Je rougis et restai coi, non certes de confusion, mais parce que c’était la première fois, en notre logis, que ma naissance était sans ambages évoquée. Je me sentis si ému que je mis les mains derrière le dos et les serrai l’une contre l’autre pour les empêcher de trembler. Je ne laissai pas alors d’apercevoir qu’il y avait un monde de différence entre une vérité qui est sue de tous sans qu’on en pipe mot et une vérité qui grandit tout soudain en force et prend un sens nouveau, du seul fait qu’on en parle.

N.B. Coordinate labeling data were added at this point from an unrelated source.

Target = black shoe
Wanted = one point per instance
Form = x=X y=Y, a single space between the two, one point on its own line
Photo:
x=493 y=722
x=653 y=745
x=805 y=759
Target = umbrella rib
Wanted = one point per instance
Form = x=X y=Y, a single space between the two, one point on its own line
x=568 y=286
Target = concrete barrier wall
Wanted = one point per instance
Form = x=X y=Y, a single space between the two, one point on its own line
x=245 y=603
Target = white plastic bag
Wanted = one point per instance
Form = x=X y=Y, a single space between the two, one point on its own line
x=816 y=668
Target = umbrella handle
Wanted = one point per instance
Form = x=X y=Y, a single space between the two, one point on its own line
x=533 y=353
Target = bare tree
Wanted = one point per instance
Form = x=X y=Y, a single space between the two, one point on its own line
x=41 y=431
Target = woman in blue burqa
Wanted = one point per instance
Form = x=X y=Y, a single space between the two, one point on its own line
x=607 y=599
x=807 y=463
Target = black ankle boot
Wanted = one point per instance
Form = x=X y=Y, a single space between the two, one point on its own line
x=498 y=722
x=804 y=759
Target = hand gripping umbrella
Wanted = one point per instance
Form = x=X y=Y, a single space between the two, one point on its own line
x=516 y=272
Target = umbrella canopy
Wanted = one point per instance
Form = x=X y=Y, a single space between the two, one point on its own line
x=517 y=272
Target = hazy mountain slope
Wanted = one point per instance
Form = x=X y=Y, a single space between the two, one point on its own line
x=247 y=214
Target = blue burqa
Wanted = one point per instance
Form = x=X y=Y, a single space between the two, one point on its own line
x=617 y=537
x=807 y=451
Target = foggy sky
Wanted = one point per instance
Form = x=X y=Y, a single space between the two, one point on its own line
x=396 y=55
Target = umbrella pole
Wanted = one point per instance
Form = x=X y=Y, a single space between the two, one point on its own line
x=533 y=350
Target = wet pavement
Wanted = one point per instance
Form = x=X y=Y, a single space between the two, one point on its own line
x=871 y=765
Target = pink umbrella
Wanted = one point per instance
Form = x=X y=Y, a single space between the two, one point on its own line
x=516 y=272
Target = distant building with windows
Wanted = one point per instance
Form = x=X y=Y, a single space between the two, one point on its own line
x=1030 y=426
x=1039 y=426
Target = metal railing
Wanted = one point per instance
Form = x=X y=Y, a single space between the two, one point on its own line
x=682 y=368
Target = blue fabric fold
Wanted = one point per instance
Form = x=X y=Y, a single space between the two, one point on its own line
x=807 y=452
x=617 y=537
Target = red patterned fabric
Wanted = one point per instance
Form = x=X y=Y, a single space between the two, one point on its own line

— L’ignoriez-vous, Monsieur mon fils ?
Mon père s’exprimait comme toujours avec une certaine cérémonie, mais sa voix et ses yeux trahissaient tant de bonté et d’affection pour moi que le désir me prit de me jeter dans ses bras. Toutefois, je ne le fis point, craignant de l’embarrasser.
— Non, Monsieur mon père, dis-je, parlant d’une voix que je trouvai un peu sourde. Je l’ai su dès ma prime enfance. Mes nourrices en babillaient beaucoup devant moi, pensant que j’étais trop jeune pour entendre. Mais, une chose m’échappe. Comment le Roi peut-il tenir compte de ma naissance puisqu’elle n’est pas légitime ? L’Église nous enseigne que le mariage est un lien sacré.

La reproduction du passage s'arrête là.